CASO MOLLY RUSSELL: SPINTA AL SUICIDIO DAI SOCIAL MEDIA

Il caso di Molly Russell ha sconvolto tutto il mondo. La giovane ragazza britannica aveva solo 14 anni quando fu trovata priva di vita nella sua casa a Harrow, un borgo di Londra. Ispezionando il telefono è venuto alla luce quello che il padre di Molly descrive come “un ghetto online senza via di scampo”: gli algoritmi di Instagram e Pinterest proponevano costantemente alla figlia contenuti dannosi che lei non aveva richiesto e che, oltre ad esaltare l’autolesionismo, scoraggiavano gli utenti dal cercare un aiuto professionale, trasformando l’esperienza in uno stillicidio quotidiano di disperazione.

Due settimane prima della sua morte, l’adolescente britannica ha ricevuto un’e-mail da Pinterest, con oggetto “10 depression pins you might like”,accompagnata da un’immagine che rappresentava un rasoio insanguinato. Anche Instagram stava facendo scoprire a Molly Russell scoprire nuovi contenuti sulla depressione: nei sei mesi precedenti la sua morte, la ragazza ha condiviso, apprezzato e salvato oltre 2.000 post su suicidio, autolesionismo e depressione.

È la prima volta che una società di social media viene accusata per la morte di un adolescente.  I due grandi dirigenti di Meta e Pinterest, che hanno testimoniato davanti al coroner senior, Andrew Walker, durante l’udienza, si sono scusati e hanno dichiarato di essere impegnati ad apportare continui miglioramenti per garantire la sicurezza di tutti, ma soprattutto dei più giovani.

Questa storia è arrivata anche a Buckingham Palace, dove l’erede al trono, William, il Principe del Galles, nonchéfondatore di Heads Togetheruna campagna per porre fine allo stigma sulla salute mentale, ha commentato il caso con un tweet, scrivendo: «Nessun genitore dovrebbe mai sopportare quello che hanno passato Ian Russell e la sua famiglia.
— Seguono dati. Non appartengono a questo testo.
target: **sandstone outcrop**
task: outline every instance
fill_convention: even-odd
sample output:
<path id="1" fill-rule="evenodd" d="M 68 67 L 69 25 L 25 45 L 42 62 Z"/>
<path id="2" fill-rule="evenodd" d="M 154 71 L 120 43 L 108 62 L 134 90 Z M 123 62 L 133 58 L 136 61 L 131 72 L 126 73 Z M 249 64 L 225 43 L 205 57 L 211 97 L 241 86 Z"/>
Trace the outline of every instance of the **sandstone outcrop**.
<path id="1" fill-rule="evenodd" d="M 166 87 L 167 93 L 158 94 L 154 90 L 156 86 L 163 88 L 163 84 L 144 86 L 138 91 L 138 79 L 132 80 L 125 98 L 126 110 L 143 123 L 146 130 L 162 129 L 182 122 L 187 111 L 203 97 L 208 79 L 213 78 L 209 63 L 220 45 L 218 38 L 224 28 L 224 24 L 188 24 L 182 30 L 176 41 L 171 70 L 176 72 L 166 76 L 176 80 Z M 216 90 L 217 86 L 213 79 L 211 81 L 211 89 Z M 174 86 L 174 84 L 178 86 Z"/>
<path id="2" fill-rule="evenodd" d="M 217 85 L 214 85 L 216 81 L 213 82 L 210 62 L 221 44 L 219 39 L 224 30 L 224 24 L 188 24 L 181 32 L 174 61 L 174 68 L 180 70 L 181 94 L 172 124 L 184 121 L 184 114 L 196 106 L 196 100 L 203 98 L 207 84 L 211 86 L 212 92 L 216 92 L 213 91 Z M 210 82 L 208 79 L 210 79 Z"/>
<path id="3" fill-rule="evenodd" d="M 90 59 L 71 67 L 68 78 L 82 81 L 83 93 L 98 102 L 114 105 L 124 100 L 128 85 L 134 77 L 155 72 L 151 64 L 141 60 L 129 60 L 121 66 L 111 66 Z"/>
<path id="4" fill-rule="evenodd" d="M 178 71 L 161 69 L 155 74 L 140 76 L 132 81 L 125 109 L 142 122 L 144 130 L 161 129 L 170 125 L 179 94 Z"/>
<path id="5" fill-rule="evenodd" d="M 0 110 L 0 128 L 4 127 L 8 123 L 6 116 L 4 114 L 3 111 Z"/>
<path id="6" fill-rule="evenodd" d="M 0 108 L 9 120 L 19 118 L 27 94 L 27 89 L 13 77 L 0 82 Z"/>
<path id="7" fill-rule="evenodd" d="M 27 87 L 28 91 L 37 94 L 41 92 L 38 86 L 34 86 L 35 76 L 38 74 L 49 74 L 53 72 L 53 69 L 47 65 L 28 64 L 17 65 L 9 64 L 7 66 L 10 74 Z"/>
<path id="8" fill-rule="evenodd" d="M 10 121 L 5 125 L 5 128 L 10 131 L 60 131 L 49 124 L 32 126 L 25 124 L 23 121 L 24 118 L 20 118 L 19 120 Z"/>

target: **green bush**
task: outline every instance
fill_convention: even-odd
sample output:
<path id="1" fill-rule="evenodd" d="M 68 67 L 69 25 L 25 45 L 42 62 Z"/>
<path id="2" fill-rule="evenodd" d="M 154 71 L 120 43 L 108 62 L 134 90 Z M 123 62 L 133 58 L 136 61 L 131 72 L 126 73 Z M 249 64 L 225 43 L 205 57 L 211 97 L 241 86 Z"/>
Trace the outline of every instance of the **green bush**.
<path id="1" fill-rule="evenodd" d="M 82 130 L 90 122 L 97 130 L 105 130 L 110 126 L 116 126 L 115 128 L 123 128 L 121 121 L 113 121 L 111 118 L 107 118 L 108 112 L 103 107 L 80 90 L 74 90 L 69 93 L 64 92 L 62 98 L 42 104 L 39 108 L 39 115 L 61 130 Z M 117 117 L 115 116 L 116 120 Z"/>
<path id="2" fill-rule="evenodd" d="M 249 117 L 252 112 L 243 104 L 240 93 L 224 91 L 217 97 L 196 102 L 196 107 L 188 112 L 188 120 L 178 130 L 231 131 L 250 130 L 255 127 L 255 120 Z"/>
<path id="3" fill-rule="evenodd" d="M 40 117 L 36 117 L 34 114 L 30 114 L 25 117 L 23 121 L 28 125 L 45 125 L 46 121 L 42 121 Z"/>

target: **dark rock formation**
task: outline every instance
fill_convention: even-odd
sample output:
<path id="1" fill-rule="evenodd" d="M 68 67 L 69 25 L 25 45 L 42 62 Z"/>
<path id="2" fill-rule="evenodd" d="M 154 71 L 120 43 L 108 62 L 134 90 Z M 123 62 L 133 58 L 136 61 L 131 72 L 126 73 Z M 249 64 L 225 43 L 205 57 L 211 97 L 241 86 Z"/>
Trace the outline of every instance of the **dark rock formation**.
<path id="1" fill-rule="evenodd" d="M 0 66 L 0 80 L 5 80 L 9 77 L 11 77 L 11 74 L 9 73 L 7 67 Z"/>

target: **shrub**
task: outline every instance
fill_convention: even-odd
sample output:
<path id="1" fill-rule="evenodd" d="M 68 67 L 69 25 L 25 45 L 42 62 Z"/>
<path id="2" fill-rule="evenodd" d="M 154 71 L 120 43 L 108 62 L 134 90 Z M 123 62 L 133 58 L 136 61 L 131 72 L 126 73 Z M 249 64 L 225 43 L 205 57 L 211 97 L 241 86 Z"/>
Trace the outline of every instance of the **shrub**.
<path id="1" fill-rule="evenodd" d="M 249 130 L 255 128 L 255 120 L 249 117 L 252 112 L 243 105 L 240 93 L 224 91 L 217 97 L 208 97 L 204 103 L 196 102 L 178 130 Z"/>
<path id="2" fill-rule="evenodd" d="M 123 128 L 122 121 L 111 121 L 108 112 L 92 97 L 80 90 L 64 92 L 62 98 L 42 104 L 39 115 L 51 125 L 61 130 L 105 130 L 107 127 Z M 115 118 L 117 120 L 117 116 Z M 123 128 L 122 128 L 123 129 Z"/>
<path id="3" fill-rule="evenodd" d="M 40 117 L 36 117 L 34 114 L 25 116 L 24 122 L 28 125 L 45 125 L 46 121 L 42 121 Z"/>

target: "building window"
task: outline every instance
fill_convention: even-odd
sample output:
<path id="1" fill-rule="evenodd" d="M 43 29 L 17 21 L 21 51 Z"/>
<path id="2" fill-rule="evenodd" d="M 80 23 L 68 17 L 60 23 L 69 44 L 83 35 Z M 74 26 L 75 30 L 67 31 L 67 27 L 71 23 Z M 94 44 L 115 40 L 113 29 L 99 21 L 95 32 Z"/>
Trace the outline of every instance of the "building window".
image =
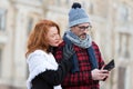
<path id="1" fill-rule="evenodd" d="M 117 76 L 117 80 L 119 80 L 119 85 L 117 85 L 117 89 L 125 89 L 125 68 L 120 67 L 119 68 L 119 76 Z"/>
<path id="2" fill-rule="evenodd" d="M 33 28 L 33 18 L 29 18 L 28 20 L 28 31 L 27 31 L 27 34 L 29 36 L 30 31 L 32 30 Z"/>
<path id="3" fill-rule="evenodd" d="M 119 33 L 119 56 L 124 58 L 130 58 L 130 41 L 131 41 L 131 34 L 125 32 Z"/>
<path id="4" fill-rule="evenodd" d="M 0 30 L 6 30 L 6 10 L 0 9 Z"/>
<path id="5" fill-rule="evenodd" d="M 90 9 L 90 13 L 93 14 L 94 13 L 94 4 L 92 2 L 90 2 L 89 9 Z"/>

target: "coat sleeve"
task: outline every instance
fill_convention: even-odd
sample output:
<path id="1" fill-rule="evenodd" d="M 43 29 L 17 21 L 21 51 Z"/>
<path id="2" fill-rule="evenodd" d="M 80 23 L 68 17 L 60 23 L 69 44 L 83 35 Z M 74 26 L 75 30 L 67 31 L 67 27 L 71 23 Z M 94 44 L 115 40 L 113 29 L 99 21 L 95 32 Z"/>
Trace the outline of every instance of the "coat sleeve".
<path id="1" fill-rule="evenodd" d="M 58 70 L 47 70 L 39 76 L 51 86 L 58 86 L 63 81 L 65 75 L 70 71 L 72 63 L 70 60 L 63 60 L 59 63 Z"/>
Sono stati incredibilmente coraggiosi. La sicurezza online per i nostri bambini e ragazzi deve essere un prerequisito, non un ripensamento. W»

Tuttavia, il tasso di suicidi in adolescenza è ancora molto alto. L’Organizzazione Mondiale della Sanità ha identificato il suicidio come la terza causa di morte tra adolescenti e giovani. A tal proposito, Ian Russell ha rivolto un appello a coloro che stanno lottando con la propria salute mentale: «Per quanto sembri buio, c’è sempre speranza. Parlate con qualcuno di cui vi fidate o con una delle tante organizzazioni che possono aiutarvi, invece di guardare contenuti online che potrebbero essere dannosi, se siete affetti da uno di questi problemi, c’è tanto aiuto a disposizione».

Vorrei consigliare ai lettori il documentario di Jeff Orlowski, The social dilemma. L’obiettivo è quello di smascherare l’amara verità che si cela dietro ai social media, un mondo apparentemente perfetto che analizza e monitora i nostri comportamenti sulle piattaforme, per indurre dipendenza e vendere annunci pubblicitari mirati.